Soiree Longueur d'Ondes 12/12/14
Le 12 décembre 2014 au Pan Piper (Paris)

C’est presque l’heure où la citrouille se transforme en carrosse, personne ne veut vraiment partir. Sur scène, Hippocampe Fou a été rejoint par ses potes de Dirty Zoo, de Phases Cachées… et, ce vendredi 12 décembre, tout ce petit monde transforme le Pan Piper en battle hip-hop. Le rappeur, qui avait annoncé «  Le dernier aqua-show de l’année ou peut-être même le dernier aqua-show tout court » s’efface au niveau des coulisses puis revient sur une dernière salve qui lui laisse finalement du «  Rouge à lèvres  » au coin de la bouche. On n’en dira pas plus, pudeur oblige, sachant que le garçon s’amuse bien, revendiquant la création du rap aqua(sic)…

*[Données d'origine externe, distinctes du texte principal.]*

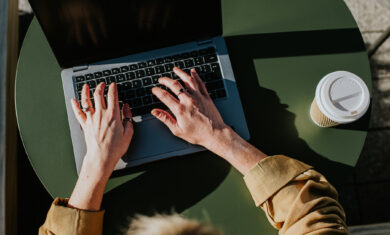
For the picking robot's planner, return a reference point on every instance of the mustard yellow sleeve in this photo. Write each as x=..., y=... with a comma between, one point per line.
x=61, y=220
x=295, y=198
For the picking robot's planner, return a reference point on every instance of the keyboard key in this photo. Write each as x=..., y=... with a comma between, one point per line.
x=148, y=90
x=215, y=67
x=136, y=84
x=142, y=65
x=110, y=79
x=91, y=84
x=176, y=57
x=146, y=81
x=140, y=111
x=210, y=58
x=179, y=64
x=137, y=102
x=140, y=92
x=149, y=71
x=197, y=69
x=213, y=95
x=115, y=70
x=98, y=74
x=151, y=62
x=205, y=68
x=124, y=69
x=160, y=69
x=168, y=59
x=174, y=76
x=147, y=100
x=89, y=76
x=221, y=93
x=140, y=73
x=185, y=55
x=206, y=51
x=155, y=99
x=130, y=76
x=214, y=85
x=79, y=79
x=100, y=80
x=130, y=94
x=159, y=61
x=120, y=78
x=194, y=53
x=199, y=60
x=189, y=63
x=133, y=66
x=79, y=86
x=127, y=86
x=155, y=79
x=169, y=67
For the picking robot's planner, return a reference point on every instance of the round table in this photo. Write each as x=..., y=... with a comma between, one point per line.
x=279, y=51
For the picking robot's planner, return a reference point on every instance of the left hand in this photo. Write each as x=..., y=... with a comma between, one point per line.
x=107, y=136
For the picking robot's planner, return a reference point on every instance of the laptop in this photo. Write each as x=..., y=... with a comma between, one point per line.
x=133, y=43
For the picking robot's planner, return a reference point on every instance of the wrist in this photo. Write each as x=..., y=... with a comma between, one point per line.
x=221, y=141
x=94, y=169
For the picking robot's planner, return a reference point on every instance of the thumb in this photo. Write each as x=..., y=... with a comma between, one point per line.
x=127, y=125
x=165, y=118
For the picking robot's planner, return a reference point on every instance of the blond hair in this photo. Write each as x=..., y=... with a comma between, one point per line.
x=174, y=224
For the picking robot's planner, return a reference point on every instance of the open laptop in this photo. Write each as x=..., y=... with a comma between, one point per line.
x=133, y=43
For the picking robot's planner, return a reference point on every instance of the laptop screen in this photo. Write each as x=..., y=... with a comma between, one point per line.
x=86, y=31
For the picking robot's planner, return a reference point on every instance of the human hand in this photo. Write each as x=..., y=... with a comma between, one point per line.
x=107, y=136
x=196, y=118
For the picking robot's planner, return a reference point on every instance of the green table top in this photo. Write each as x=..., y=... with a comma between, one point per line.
x=279, y=52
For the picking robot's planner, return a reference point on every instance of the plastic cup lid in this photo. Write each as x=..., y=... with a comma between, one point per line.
x=342, y=96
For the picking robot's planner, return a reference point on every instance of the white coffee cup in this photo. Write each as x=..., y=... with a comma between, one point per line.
x=341, y=97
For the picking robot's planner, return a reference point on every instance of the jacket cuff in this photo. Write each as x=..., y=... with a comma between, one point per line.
x=61, y=217
x=270, y=174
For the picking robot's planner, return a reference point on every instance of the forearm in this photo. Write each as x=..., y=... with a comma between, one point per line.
x=234, y=149
x=89, y=189
x=296, y=198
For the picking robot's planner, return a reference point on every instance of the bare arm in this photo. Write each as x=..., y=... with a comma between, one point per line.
x=295, y=198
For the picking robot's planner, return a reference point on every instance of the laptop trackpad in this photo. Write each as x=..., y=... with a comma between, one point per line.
x=152, y=137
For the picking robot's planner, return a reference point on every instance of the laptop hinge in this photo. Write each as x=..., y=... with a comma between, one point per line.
x=203, y=42
x=80, y=68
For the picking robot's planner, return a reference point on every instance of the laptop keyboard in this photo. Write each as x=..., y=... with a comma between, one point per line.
x=136, y=80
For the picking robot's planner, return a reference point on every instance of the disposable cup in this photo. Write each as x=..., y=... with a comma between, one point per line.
x=341, y=97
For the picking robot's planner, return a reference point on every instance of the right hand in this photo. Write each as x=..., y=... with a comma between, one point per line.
x=196, y=118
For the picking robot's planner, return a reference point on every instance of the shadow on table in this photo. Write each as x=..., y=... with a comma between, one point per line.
x=271, y=125
x=170, y=185
x=181, y=182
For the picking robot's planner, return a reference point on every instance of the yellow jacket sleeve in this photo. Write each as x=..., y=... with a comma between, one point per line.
x=63, y=220
x=295, y=198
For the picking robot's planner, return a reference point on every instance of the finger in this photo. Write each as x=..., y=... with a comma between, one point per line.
x=188, y=80
x=201, y=85
x=166, y=118
x=112, y=99
x=175, y=87
x=165, y=97
x=80, y=115
x=100, y=102
x=86, y=99
x=128, y=125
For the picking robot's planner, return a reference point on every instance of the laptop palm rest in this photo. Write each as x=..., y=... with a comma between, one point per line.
x=151, y=138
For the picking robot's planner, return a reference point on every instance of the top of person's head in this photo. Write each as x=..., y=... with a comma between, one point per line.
x=169, y=225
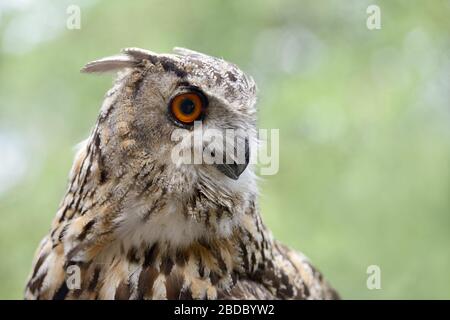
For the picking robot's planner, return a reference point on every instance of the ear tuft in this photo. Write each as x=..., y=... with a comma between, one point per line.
x=109, y=64
x=140, y=54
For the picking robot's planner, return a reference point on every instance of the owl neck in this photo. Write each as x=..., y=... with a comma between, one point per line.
x=131, y=206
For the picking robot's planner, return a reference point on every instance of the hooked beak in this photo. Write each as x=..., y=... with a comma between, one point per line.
x=235, y=169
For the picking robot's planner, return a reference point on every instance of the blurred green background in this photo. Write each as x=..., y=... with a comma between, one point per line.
x=364, y=119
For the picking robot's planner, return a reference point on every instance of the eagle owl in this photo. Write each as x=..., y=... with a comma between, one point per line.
x=134, y=224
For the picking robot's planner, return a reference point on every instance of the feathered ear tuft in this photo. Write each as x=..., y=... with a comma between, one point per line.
x=130, y=58
x=109, y=64
x=140, y=54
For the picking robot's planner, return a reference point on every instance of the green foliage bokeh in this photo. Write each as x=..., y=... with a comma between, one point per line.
x=364, y=119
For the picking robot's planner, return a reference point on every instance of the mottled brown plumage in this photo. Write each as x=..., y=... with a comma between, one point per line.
x=139, y=226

Sortez les masques, les tubas et pour la séance d’impro, c’est Hippocampe Fou qui a la palme. Sur les beats dépouillés de son DJ, Aociz, qui ne sont pas sans rappeler les débuts du rap en France, il rappe l’absurde comme d’autres la vie entre les tours. Accompagné de son alter-ego, Céo, Hippo raconte que chez lui, «  y’a un lama » (re-sic) ou encore que sa femme le « trompe avec le marchand de sable » (re-re-sic). Si Aociz scratche l’indépassable crève cœur « Ain’t no sunshine » de Bill Withers, il est vrai que la vie de famille d’un hippocampe ne doit pas toujours être facile…

Habillé d’une chemise bleue à écailles, d’un bonnet et d’un pantalon large, ce n’est pas pour autant un clown triste que nous avons invité à notre dernière soirée de l’année, c’est au contraire un sacré loulou. En pratiquement deux heures, on l’aura vu rimer plus vite que son ombre, courir dans le public ou encore rire gentiment « du garçon à la chaîne, au fond de la salle ». « Ce soir, on est backstage, hein », lâche-t-il malicieusement à chaque horreur. Le garçon dans la lune qu’on voyait arriver en bonnet de bain à fleur il y a quelques années a déjà fait son chemin et prochainement appelé « pour les sélections du Printemps de Bourges », il continuera à faire parler de lui, mais de façon « celeste ». A suivre.

Avant la partie «aquatique  » de cette soirée hip hop, c’est Cabadzi qui a répondu bien présent. Avec sa chanson aux accents rap, à moins que ce ne soit le contraire, Cabadzi c’est un joli mélange qui puise autant dans le rock que dans le cirque contemporain dont il est issu (parenthèse utile  : n’allez surtout pas leur parler du cirque traditionnel, ils vous mettraient dans la cage aux lions). Le groupe qui s’est manifestement inspiré de Têtes Raides, La Tordue et toute cette scène évoque aujourd’hui le phénomène Fauve, mais sur le fond, Cabadzi est autrement politique, autrement plus noir.

Plus posé, plus dans les nuances couleurs que dans un passé pas si lointain, le groupe désormais à cinq (chant, human beat-box/machines, violoncelle, violon, guitare…) écrit la chronique d’un monde tel qu’il ne va pas. « Des angles et des épines », dit le titre de son dernier album. Cela ne nous a pas échappé, Cabadzi a le don pour gratter à l’acide les plaies de l’existence et prendre directement au niveau du ventre.

«  J’veux pas dormir dans une boîte / j’veux pas danser dans une boîte / j’veux pas travailler dans une boîte / j’veux pas mourir dans une boîte », dit Cancre Ultime.

Pour découvrir et soutenir les artistes que nous défendons, la prochaine soirée Longueur d’Ondes, c’est l’an prochain, toujours au Pan Piper, mais d’ici là, juré, même pour les fêtes de fin d’année, on n’écoutera pas de musique en boîte.